A study was performed to assess the skin sensitisation potential of the read-across substance C12-C16 ADBAC using the modified Draize technique. For the induction phase, 0.1 mL of 0.1% test substance in water was injected intradermally into the back of each six guinea pigs. This procedure was repeated every other day, using a different injection site on each occasion, until a total of nine injections had been given. Injection sites were examined 24 hours after each injection and scored for erythema and oedema using the Draize scale. After a two week interval, a single challenge intradermal injection of the same concentration and volume was given as for induction. Injection sites were examined 24 hours after this challenge dose as before for erythema and oedema. The effects were compared to those produced by the priming doses in order to determine whether sensitisation had been produced. The priming injections elicited very slight to well defined erythema, and very slight to slight oedema on all occasions. The challenge dose produced a well-defined erythema and very slight oedema in all occasions. As the challenge doses did not produce any greater reaction in any animal, the substance was not considered to be skin sensitizing under the conditions of the study (Thomas MB, 1974).

Migrated from Short description of key information:
The available in vivo skin sensitisation studies suggest that the read-across substance C12-16 ADBAC is not a skin sensitiser. C12-14 ADBAC is also not expected to be a skin sensitiser based on the adopted read-across approach.

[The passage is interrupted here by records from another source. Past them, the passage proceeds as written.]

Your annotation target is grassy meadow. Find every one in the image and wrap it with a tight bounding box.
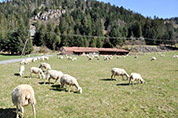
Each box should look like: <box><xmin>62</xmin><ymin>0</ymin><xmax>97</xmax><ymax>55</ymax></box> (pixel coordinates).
<box><xmin>0</xmin><ymin>52</ymin><xmax>178</xmax><ymax>118</ymax></box>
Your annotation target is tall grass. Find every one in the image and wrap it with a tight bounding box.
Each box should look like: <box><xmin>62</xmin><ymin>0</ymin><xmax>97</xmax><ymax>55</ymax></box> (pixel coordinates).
<box><xmin>0</xmin><ymin>52</ymin><xmax>178</xmax><ymax>118</ymax></box>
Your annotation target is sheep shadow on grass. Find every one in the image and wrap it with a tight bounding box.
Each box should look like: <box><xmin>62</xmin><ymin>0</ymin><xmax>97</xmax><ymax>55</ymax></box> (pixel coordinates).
<box><xmin>50</xmin><ymin>85</ymin><xmax>63</xmax><ymax>91</ymax></box>
<box><xmin>38</xmin><ymin>82</ymin><xmax>51</xmax><ymax>85</ymax></box>
<box><xmin>0</xmin><ymin>108</ymin><xmax>16</xmax><ymax>118</ymax></box>
<box><xmin>116</xmin><ymin>83</ymin><xmax>129</xmax><ymax>86</ymax></box>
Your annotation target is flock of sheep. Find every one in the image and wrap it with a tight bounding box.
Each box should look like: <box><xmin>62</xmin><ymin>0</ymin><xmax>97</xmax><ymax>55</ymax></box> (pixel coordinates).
<box><xmin>11</xmin><ymin>56</ymin><xmax>82</xmax><ymax>118</ymax></box>
<box><xmin>12</xmin><ymin>52</ymin><xmax>164</xmax><ymax>118</ymax></box>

Justification for selection of skin sensitisation endpoint:
Most recent and robust study conducted according to guidelines.

Respiratory sensitisation

Link to relevant study records

Reference

Endpoint:

respiratory sensitisation

Data waiving:

other justification

Justification for data waiving:

other:

Endpoint conclusion

Endpoint conclusion:

no study available

Additional information:

As respiratory sensitisers also elicit positive results in predictive tests for contact sensitisation, a negative outcome for dermal sensitisation is also predictive for the respiratory pathway. Furthermore, the substance is a sticky solid with a low vapour pressure. Due to it physical state and physico-chemical properties, it is unlikely that it will form inhalable dust, mist or fumes when handled and used in solid form. In case inhalable forms of the substance (either pure or in aqueous solutions) are created under particular conditions (e.g., spraying, elevated temperature/pressure), appropriate risk management measures such as closed systems, exhaust ventilation or wearing of respirators are implemented to control exposure. Under such conditions, the risk to humans following inhalation exposure can be considered minimal and further testing involving vertebrate animals may be omitted, in accordance with Annex XI (1.2) of the REACH regulation.

Justification for classification or non-classification

The available in vivo skin sensitisation studies suggest that the read-across substance C12-16 ADBAC is not a skin sensitizer. C12-14 ADBAC is also not expected to be a skin sensitiser based on the adopted read-across approach. Therefore no classification is required for this endpoint according to DSD (67/548/EEC) and CLP (EC 1272/2008) criteria.